Arre Zuurmond, le médiateur d’Amsterdam, souhaite l’introduction d’une limite d’âge. Il suggère également de limiter le nombre de vols bon marché vers l’aéroport de Schiphol.
Les projets du maire d’Amsterdam, Femke Halsema, n’ont pas été universellement bien accueillis. Selon certains, l’existence même d’une zone de sexe légale objective fondamentalement les femmes et les expose aux abus.
« Au fond de nous, nous savons tous que la prostitution est nuisible pour les femmes, physiquement et émotionnellement », suggère Karin Werkman. « Lorsque les femmes sont obligées de s’inscrire légalement et de payer des impôts, le gouvernement se comporte comme un proxénète ».

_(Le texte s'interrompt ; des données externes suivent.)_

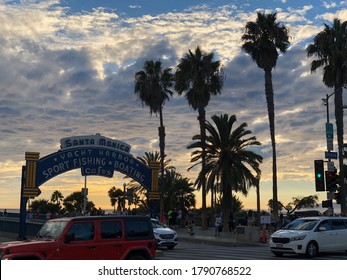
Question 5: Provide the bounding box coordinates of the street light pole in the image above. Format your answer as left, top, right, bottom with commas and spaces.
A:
322, 86, 347, 215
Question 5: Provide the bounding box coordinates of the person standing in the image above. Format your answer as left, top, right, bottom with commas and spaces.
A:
214, 214, 223, 237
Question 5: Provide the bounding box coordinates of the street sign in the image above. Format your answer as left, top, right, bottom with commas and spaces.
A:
325, 123, 334, 139
325, 152, 337, 159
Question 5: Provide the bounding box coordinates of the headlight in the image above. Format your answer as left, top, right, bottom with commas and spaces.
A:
290, 234, 306, 241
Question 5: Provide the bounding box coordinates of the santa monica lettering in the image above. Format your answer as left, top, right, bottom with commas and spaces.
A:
60, 133, 130, 153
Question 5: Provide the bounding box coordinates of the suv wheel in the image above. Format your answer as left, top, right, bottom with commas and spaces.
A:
272, 252, 283, 257
306, 241, 318, 258
128, 255, 146, 260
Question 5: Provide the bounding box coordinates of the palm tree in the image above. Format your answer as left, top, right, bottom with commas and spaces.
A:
188, 114, 263, 230
108, 186, 125, 213
306, 18, 347, 215
164, 170, 196, 212
51, 190, 64, 204
175, 46, 224, 229
135, 60, 174, 215
242, 12, 289, 219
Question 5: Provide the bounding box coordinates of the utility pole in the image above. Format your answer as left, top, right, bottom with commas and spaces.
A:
322, 86, 347, 215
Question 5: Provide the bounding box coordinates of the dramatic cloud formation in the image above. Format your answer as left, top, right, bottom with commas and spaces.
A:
0, 0, 347, 208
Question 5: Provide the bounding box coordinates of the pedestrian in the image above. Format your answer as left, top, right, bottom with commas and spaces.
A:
228, 212, 235, 233
214, 214, 223, 237
177, 209, 182, 227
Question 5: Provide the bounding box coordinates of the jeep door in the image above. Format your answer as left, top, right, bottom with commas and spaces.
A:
97, 219, 127, 260
60, 221, 97, 260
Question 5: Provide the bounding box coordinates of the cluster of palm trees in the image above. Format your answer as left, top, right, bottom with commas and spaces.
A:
135, 12, 347, 228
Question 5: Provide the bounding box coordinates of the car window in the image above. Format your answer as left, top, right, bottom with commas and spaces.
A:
126, 220, 151, 237
331, 220, 346, 230
152, 220, 166, 228
318, 220, 331, 230
37, 221, 67, 238
101, 221, 122, 239
68, 222, 94, 241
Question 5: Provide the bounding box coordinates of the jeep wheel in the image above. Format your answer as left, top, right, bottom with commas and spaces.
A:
306, 241, 318, 258
272, 252, 283, 257
128, 255, 146, 260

Dans le quartier rouge d’Amsterdam, sur de nombreuses vitrines sont collés des affiches « Te Huur » (A louer). « Mais l’entreprise évolue en ligne. Les sites web de services sexuels permettent aux femmes de proposer leurs services sans avoir à se soumettre à l’examen du public. Si le quartier rouge est une jungle, l’illégalité est encore plus présente en ligne », conclut Anna Holligan.